The darkroom. There's a massive, unpleasant side effect of stale B&W paper chemistry. Remember when I described fixer as basically ammonia? Yeah. You know what also reeks of ammonia? Cat piss. Stale paper fixer smells almost exactly like a litter box desperately in need of cleaning. Add the musty quality of expired developer to it and spend 8 hours in a poorly ventilated 250 cubic foot box of this... you wind up infused with this repellent aroma. It's in your clothes. Your hair. Your skin. Only you can't smell it because it's 50% of what you've been breathing for most of the day. I'd come home from work. My girlfriend would poke her head out of the hallway upstairs, not say a word, and just point to the bathroom. If I were to spend any quality time with her or the other housemates, I must take a long shower and basically scrub off several layers of my epidermis with steel wool.
I worked here for about 6 months.

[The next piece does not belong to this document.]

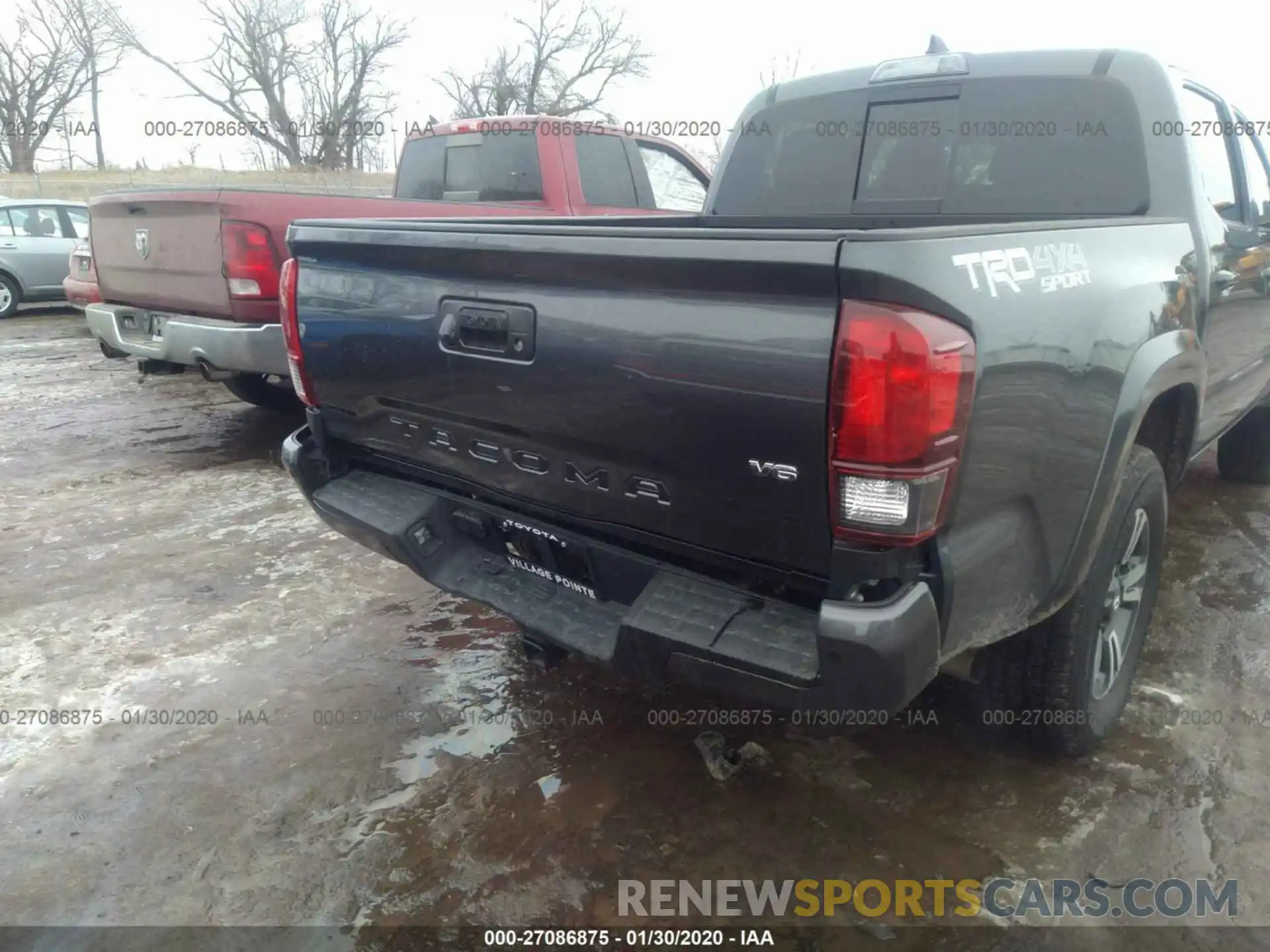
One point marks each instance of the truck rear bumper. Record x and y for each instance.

It was terrible and yet I loved it in a perverse way. I learned a lot. I got to use the skills I enjoyed using so much. Ultimately, I couldn't take it anymore. This place was circling the drain. I was never going to get a raise despite helping increase revenue and profit margins...
Then... they bounced a check. Ok. Fuck this shit! I'm getting a new job. I was living with Brendan, Jim, and Ashlie at this point. Ashlie was still in school and very seriously focused on that. Jim and Brendan both worked at Kinko's at the time. Brendan worked in Computer Services at the Capitola branch and Jim was as assistant manager at the Los Gatos location... which had a photo lab! They had an opening and Jim fast tracked an interview for me.
I got the job! It meant a 25 mile commute every day over Highway 17 from Santa Cruz to Los Gatos, but it was better than working for a couple that were too cheap to buy chemistry essential to their product and bounced checks. Fuck them.
This Kinko's photo lab was a different beast. All pretty much automated other than manually feeding the developed film into the printer. The actual work was not all that fun. It was all about time management and workflow. Not at all about actual photography technique or craft. It was however an entry point for what I thought would be a new career path, potentially lucrative.
It was and it wasn't. What this job really did was set me on my trajectory to Seattle, and, ultimately becoming a filmmaker.
So thank you shitty photo lab that made me smell like cat piss for helping pave the course that would lead me to where I am today.